Le mondialisme, l’idéologie nouvelle  du XXIème siècle

L’expression « Global Village » de Marshall McLuhan tirée de son ouvrage The Medium is the Message (1967) résume assez bien l’idéologie (originaire des Etats-Unis, faut-il le préciser) qu’est le mondialisme : l’idée que le monde sera bientôt un village, que nous sommes tous citoyens du monde. C’est un peu le mythe de Babel revisité: l’union du genre humain autour d’un même projet fédérateur. La transformation du monde en vaste zone de libre-échange est l’outil qui en favorisant une imbrication des économies nationales –dont la finalité avouée est l’intégration à l’économie globale – accroit leur niveau d’interdépendance, ce qui est vu comme un moyen de pacification du monde. C’est la doctrine du « doux commerce ». Les exemples de l’interdépendance de la Chine et des Etats-Unis nouvellement baptisée « chineamérique » et de la colonisation sud-sud sinoafricaine baptisée « chinafrique » illustrent assez bien cette idée.

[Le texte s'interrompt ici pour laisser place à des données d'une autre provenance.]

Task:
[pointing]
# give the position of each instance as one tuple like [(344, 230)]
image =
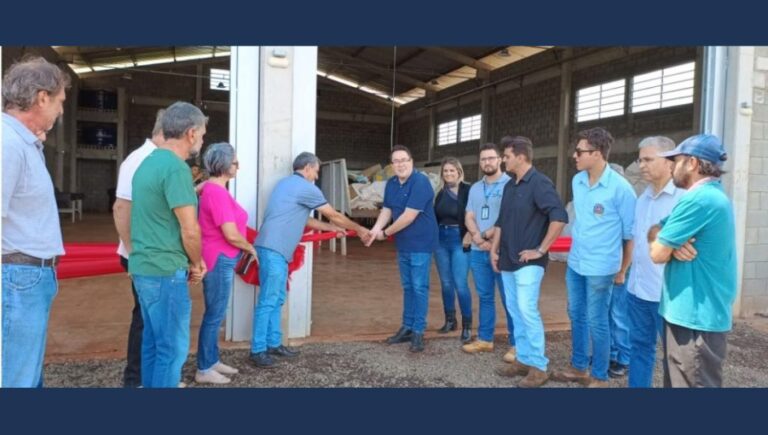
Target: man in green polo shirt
[(166, 245), (699, 289)]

Mais ce n’est pas tout. Un autre idéal véhiculé par le mondialisme est l’exportation de l’universalisme occidental (incarné assez pathétiquement par George W. Bush et sa croisade contre l’Axe du Mal). Les américains ont toujours pensé que le capitalisme, un système basé sur la propriété privée, rime avec démocratie. Par conséquent, exporter le modèle capitaliste (via les accords de libre-échange de l’Organisation Mondiale du Commerce (OMC)) fut considéré par les faucons comme l’outil le plus efficace pour rallier des Etats aux valeurs démocratiques. Sur ce point, si on prend le cas de la Chine, les résultats sont plutôt mitigés. Reste que les conditions d’une révolution sociale sont en train d’y émerger puisqu’une classe moyenne se forme. A l’image de ce qui se fit en 1789, la classe bourgeoise chinoise finira par chercher à transformer son pouvoir économique en pouvoir politique, c’est cousu de fil blanc. Le libre-échange a bel et bien réussi à noyauter le régime (communiste) de l’intérieur.

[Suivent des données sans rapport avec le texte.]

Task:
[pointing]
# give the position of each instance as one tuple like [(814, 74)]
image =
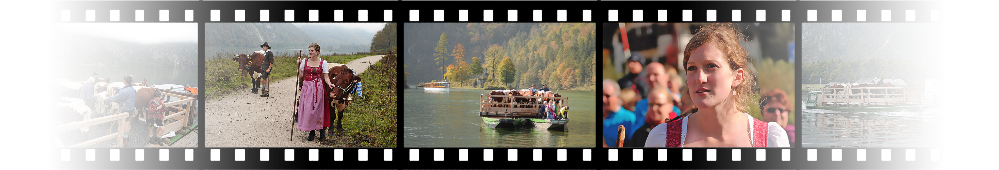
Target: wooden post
[(121, 128), (620, 135)]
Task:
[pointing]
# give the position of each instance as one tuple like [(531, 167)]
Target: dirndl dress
[(313, 106)]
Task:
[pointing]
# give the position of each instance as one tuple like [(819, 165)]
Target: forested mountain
[(287, 36), (385, 39), (277, 35), (561, 55), (339, 38), (846, 52), (85, 49), (862, 41)]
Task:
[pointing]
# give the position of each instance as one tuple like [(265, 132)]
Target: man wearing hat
[(156, 110), (266, 67), (126, 102), (631, 80)]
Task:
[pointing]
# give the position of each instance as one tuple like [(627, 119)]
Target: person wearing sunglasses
[(774, 106)]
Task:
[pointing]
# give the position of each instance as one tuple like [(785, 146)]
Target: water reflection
[(874, 129)]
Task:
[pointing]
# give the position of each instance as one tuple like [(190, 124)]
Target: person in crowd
[(615, 115), (660, 111), (775, 106), (156, 113), (629, 98), (658, 77), (936, 100), (126, 103), (87, 93), (53, 95), (631, 80), (313, 112), (720, 85)]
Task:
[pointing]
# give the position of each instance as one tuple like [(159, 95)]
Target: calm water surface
[(450, 119), (825, 128)]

Reste que le mondialisme est attaqué de toute part par des mouvements réactionnaires. Je pense à Cuba et au fondamentalisme musulman qui doivent être interprétés comme les signes d’une résistance face à l’impérialisme occidental (américain en vérité). Le mondialisme en pratique se traduit par une colonisation du monde dont Coca-Cola, Mc Donald et Hollywood sont les plus fidèles ambassadeurs (voir Dominique Wolton). Car il rime, je l’ai déjà précisé, avec « universalisme » et donc avec « homogénéisation ». Le mondialisme présuppose une régression des particularismes qui se fait au profit de la culture et des valeurs du dominant.

Enfin, last but not least, le néolibéralisme a provoqué une intensification des échanges commerciaux sans précédent source d’une accélération jamais égalée de la croissance mondiale. Une croissance synonyme de bien-être dans le paradigme économique ultra-dominant libéral. Par exemple, rien que dans l’Union européenne, les transactions intracommunautaires ont été démultipliées ; la Chine et l’Inde connaissent une croissance à deux chiffres.

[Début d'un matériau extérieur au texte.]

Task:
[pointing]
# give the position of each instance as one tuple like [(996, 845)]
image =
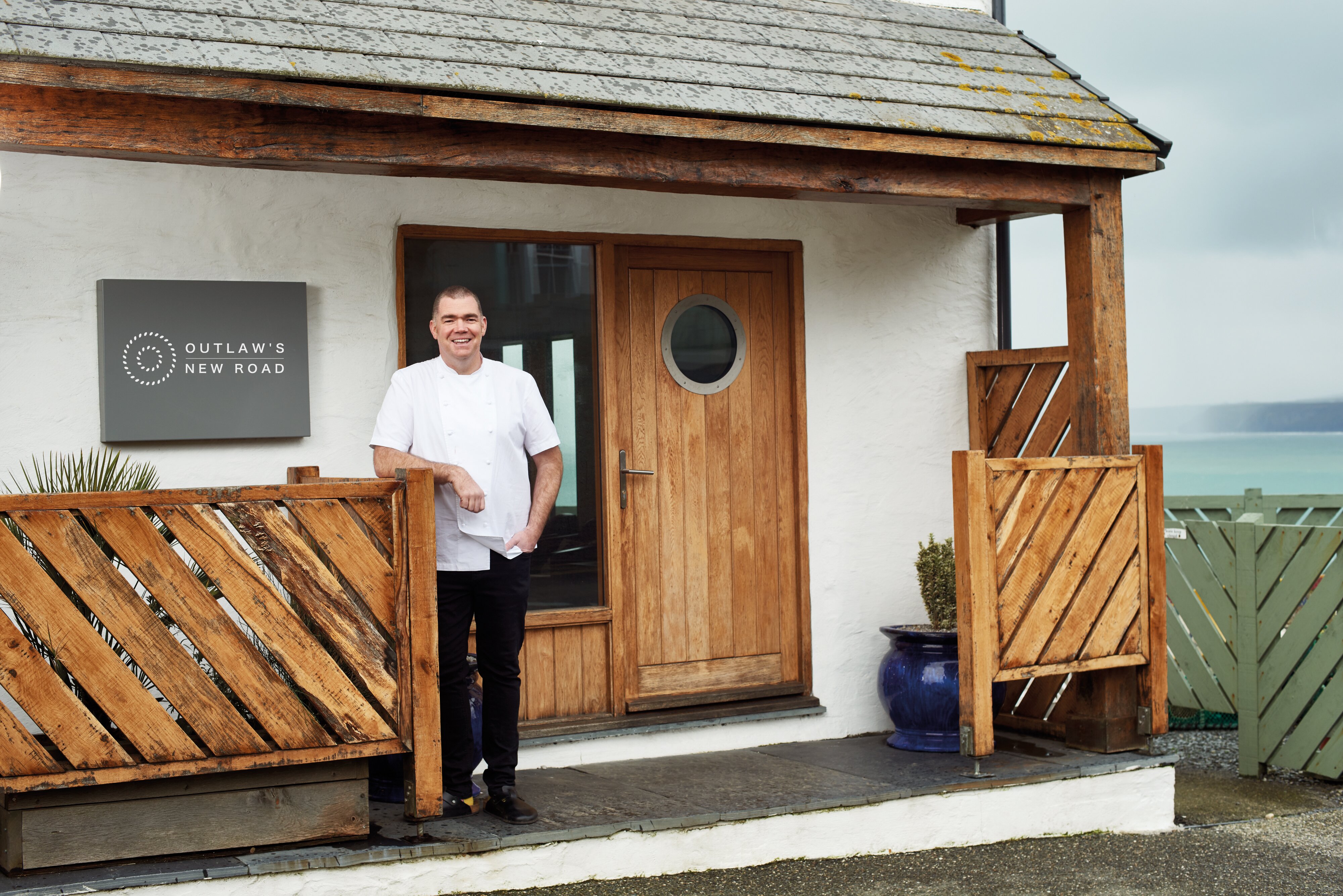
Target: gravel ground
[(1281, 856), (1217, 751)]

La critique (néo ?)marxiste de la mondialisation néolibérale:

Pour rappel, le capitalisme désigne un système économique basé sur la propriété individuelle des moyens de productions (le travail et le capital). La critique marxiste dénonce l’exploitation de l’homme par l’homme, la confortation permanente du rapport de dominant à dominé qui est le vice rédhibitoire du capitalisme : le contrat de travail entre le capitaliste et le travailleur institutionalise un lien hiérarchique qui peut être vu comme une forme d’aliénation. Christian Arnsperger (Ucl) parle « d’internalité anthropomorphique » pour dénoncer le fait que les souffrances du travailleur ne sont pas externalisées dans les coûts du travail, le capitalisme serait incapable de prendre en compte les coûts sociaux du travail (1).

La critique s’arc-boute aussi sur la dénonciation de la logique productiviste et mercantile du capitalisme. Le but du capitaliste est la maximisation du profit : dégager une rente maximale sur le produit du travail et du capital. Ce modèle économique serait liberticide et déshumanisant en ce qu’il place le facteur économique et non humain au centre de son projet. Le concept de croissance dans son acceptation normative traditionnelle est au centre de la polémique puisqu’il est la mesure de cet objectif de maximisation : il mesure la somme des plus-values dégagées par l’activité économique. Mais surtout, la logique d’accumulation des richesses de certains au détriment des autres, ne peut que creuser les inégalités entre les hommes.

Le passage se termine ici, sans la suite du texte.